In an letter headlined “There are no public libraries in The Handmaid’s Tale’s Gilead,” Atwood drew a clear line between access to books and having a free and open society:
There are an infinite variety of tyrannies and dystopias, but they all share one trait: the ferocious opposition to free thought, open minds, and access to information. Where people are free to learn, to share, to explore, to feel and dream, liberty grows.
This is why the library matters so much. It is a democratizing and liberating force like none other.
Hear hear.
“It’s no coincidence,” she added, “that there are no public libraries in the dystopia I wrote about in my novel The Handmaid’s Tale.” For those who have been eagerly binging on the foreboding Hulu adaptation of her book, that comparison is chilling.
Atwood’s letter is part of a letter-writing campaign, headed by literary luminaries including Malcolm Gladwell and Junot Diaz, urging the city to allocate more funding in 2018 for New York City public libraries, Brooklyn Public Library and Queens Public Library: $34 million in additional operating funds and $150 million in capital funding.

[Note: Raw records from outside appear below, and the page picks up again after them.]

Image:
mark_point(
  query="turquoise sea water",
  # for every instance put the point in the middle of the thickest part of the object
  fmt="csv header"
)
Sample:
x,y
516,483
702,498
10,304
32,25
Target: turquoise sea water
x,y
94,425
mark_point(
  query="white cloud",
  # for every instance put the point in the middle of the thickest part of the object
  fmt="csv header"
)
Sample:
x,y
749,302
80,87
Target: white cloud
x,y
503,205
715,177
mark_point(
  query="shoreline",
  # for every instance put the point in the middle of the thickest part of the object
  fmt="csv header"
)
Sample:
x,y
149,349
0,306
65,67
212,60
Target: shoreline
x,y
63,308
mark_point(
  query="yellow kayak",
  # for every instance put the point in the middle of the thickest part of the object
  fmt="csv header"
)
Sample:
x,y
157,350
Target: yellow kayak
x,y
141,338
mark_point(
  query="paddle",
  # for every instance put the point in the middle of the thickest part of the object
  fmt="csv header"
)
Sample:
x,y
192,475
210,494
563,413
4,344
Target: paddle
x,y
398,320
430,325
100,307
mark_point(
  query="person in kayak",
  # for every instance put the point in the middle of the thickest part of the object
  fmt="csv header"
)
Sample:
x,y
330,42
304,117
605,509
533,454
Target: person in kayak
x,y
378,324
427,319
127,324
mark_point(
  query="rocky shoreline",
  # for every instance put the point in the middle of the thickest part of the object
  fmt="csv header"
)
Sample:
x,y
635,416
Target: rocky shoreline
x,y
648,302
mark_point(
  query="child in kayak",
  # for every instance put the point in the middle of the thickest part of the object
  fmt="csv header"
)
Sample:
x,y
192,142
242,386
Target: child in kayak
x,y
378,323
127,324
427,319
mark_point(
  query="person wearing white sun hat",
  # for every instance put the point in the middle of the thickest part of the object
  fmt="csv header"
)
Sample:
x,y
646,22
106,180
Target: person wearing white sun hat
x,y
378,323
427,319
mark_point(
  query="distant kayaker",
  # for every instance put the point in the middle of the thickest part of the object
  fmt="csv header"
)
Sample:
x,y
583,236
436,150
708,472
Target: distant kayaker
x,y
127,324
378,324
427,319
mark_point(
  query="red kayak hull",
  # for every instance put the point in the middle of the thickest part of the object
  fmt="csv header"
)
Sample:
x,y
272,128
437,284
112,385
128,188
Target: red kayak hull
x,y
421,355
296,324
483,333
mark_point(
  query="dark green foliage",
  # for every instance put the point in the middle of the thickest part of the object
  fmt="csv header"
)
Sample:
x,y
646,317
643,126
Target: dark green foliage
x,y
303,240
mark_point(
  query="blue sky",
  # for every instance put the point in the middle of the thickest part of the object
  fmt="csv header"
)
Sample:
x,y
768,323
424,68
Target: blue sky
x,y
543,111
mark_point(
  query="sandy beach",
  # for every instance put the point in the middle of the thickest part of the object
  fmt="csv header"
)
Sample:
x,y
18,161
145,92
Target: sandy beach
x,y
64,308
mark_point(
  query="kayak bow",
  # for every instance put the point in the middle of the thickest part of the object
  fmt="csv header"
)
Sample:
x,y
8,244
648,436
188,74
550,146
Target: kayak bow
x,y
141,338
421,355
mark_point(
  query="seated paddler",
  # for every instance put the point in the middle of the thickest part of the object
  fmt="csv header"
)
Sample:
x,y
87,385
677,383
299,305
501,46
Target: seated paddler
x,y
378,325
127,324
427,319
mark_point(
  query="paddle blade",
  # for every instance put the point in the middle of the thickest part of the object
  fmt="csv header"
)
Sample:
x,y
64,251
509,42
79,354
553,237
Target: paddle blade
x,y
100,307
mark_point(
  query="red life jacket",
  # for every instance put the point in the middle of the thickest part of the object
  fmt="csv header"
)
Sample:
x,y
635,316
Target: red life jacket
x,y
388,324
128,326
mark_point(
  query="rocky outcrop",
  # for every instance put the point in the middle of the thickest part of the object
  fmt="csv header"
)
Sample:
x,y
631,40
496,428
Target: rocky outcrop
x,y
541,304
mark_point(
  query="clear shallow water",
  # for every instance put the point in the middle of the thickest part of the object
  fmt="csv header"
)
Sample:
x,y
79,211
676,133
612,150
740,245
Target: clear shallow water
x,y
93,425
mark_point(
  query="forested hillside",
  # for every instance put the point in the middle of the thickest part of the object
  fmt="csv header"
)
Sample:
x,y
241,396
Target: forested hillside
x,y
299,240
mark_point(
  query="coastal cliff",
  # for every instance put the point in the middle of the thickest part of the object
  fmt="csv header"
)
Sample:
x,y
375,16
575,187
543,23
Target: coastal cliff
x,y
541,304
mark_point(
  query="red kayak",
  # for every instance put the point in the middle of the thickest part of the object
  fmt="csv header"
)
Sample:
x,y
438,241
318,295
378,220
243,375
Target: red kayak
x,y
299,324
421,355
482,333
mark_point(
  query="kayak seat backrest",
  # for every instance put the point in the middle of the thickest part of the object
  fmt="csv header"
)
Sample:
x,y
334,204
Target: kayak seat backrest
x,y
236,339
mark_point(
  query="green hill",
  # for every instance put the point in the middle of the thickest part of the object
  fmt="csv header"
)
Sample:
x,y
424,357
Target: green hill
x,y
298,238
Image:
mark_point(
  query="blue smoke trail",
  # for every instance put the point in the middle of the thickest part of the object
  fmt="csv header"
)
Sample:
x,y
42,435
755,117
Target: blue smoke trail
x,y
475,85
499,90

The requested funding would be used, respectively, to expand library services (even keeping some branches open all week) and to perform necessary maintenance, according to the NYPL.
All too often, local governments target libraries for budget cuts at the expense of the mission of providing accessible education and literacy to the public. In the midst of all the political chaos today, Atwood and her fellow literary advocates remind us, we can’t lose sight of the power of free access to learning and literature.